In the wake of the Hamas attack on October 7, 2023, and Israel's devastating military retaliation, far-right politicians and settler groups have increasingly called for the creation of Israeli settlements inside Gaza.
Israel occupied the Gaza Strip in 1967 and maintained troops and settlements there until 2005.
It later withdrew but imposed a crippling blockade and, since the start of the current war, a near-total siege on the territory.
The possible return of Jewish settlers into Gaza where 2.4 million Palestinians live amid the destruction wrought by the war has been publicly rejected by Prime Minister Benjamin Netanyahu.
But more hardline members of his coalition government openly discuss a potential settlement scheme in Gaza.
Far-right parties in Israel's governing coalition have pressed for an acceleration of settlement expansion since taking power in late 2022.
Palestinians have long argued that settlements represent the biggest threat to a two-state solution envisaging Israeli and Palestinian states existing side by side.

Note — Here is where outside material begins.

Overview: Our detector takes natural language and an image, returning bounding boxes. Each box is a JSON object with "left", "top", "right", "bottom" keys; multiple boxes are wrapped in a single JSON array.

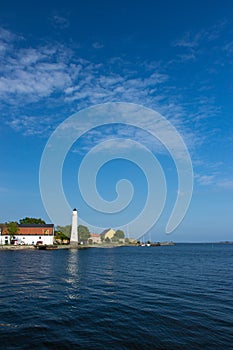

The war in Gaza was triggered by Hamas's attack on southern Israel that resulted in the deaths of 1,206 people on the Israeli side, mostly civilians, according to an AFP tally based on official Israeli figures and including hostages who died or were killed in captivity.
At least 42,603 Palestinians have been killed in the Israeli military assault on the Gaza Strip, the majority civilians, according to data from the Hamas-run territory's health ministry. The UN acknowledges these figures to be reliable.